To help you visualize this process, imagine spinning the arrow in the center of the wheel in Figure 5. With each spin, the arrow will land on one specific base depending on the distribution of their probability. The larger the portion, the higher the probability and vice versa. Spinning this wheel so many times will eventually generate a random sequence that has a similar base composition as the input sequence. following the same approach, Algorithm 1 lists the steps needed to generate a random DNA sequence of a certain length using a multinomial model. Notice that we need to find a way to map the value returned from the standard random number generator, which follows a uniform distribution, to the proportion of values determined by the parameters of the multinominal distribution of the input sequence.
Algorithm 1. Generate Sequence
Input:Seq: A pattern DNA sequence
   Seed: The seed value for the random number generator
Output: randSeq: A random DNA sequence
1. Compute the multinomial parameters
     1.1 let L be the length of Seq
     1.2 Count the bases in Seq as countA, countC, countG, countT
     1.3 Compute the probabilities as:
      pA = countA/L
      pC = countC/L
      pG = countG/L
      pT = countT/L
2. Generate the sequence
     2.1 Compute the cumulative probabilities as:
      cpA = pA
      cpC = cpA + pC
      cpG = cpC + pG
      cpT = cpG + pT
     2.2 Initialize the random number generator with Seed.
     2.3 for i = 1 to L
        Generate a random number (b) between 0 and 1
        if b < cpA then randSeqi = A
        else if b < cpC then randSeqi = C
        else if b < cpG then randSeqi = G
        else randSeqi = T
3. return randSeq

2.3. The XOR Cipher

The XOR cipher is an additive cipher that uses a randomly generated key and the XOR logic to encrypt a message. During the decryption process, the same key should be used and XOR operation is reapplied to remove the cipher [25]. The XOR cipher offers the highest level of security when the random key is as long as the message itself. In this case, it is almost impossible for the attacker to generate and try random keys until the correct one is found. This property makes this cipher unbreakable in theory.
The logical exclusive disjunction (XOR) operation accepts two binary digits as inputs and the output is true when the inputs differ.

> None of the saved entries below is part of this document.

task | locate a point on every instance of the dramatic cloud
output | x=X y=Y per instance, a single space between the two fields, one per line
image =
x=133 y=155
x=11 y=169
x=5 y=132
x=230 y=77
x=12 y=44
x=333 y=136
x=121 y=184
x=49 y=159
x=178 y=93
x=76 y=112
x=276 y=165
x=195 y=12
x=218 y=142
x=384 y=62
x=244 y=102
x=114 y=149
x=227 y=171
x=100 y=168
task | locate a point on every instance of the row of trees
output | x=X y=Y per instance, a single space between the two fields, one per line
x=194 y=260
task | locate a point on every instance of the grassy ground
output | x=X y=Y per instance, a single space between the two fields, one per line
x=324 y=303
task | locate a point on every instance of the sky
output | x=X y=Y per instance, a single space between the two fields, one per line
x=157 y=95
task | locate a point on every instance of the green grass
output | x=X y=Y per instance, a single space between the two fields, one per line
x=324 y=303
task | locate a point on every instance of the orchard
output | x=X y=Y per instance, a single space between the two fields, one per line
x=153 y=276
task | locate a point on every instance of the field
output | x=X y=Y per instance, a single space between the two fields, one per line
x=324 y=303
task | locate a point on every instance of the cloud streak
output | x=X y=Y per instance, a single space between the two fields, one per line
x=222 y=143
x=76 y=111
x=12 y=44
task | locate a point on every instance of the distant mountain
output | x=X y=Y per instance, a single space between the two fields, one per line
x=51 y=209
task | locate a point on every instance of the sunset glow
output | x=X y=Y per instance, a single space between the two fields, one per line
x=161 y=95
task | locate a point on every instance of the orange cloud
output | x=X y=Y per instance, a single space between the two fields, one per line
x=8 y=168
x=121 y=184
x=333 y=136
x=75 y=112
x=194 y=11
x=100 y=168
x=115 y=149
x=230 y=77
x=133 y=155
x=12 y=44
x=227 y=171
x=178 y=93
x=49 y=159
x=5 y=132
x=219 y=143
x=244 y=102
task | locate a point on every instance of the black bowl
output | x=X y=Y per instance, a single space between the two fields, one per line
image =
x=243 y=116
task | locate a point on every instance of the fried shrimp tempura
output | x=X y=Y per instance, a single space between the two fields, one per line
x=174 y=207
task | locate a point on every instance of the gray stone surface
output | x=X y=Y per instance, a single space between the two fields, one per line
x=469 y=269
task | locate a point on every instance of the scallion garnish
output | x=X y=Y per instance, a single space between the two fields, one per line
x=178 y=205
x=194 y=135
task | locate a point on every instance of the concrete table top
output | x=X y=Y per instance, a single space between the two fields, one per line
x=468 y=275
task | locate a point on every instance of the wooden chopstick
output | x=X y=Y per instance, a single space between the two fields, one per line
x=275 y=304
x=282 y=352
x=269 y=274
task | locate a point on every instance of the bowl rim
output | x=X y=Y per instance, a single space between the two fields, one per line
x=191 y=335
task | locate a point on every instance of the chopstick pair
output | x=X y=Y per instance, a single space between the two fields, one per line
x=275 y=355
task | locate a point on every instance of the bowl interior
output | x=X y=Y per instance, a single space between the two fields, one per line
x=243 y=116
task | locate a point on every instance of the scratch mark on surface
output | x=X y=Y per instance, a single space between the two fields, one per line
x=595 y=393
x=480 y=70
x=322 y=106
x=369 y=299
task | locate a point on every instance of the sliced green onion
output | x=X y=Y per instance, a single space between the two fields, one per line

Table 1 shows the truth table for the bitwise XOR operation. As an extension of this concept, we propose using the XOR operation on the DNA alphabet. The truth table is given in Table 2. Notice that since the truth table should list all the possible permutations of input values, the 4 DNA bases result in 16 different cases.

3. The Steganographic Approach

The following subsections discuss in detail the two processes of the proposed steganographic channel. The main steps of both the Hiding and Recovery processes are summarized in Figure 2.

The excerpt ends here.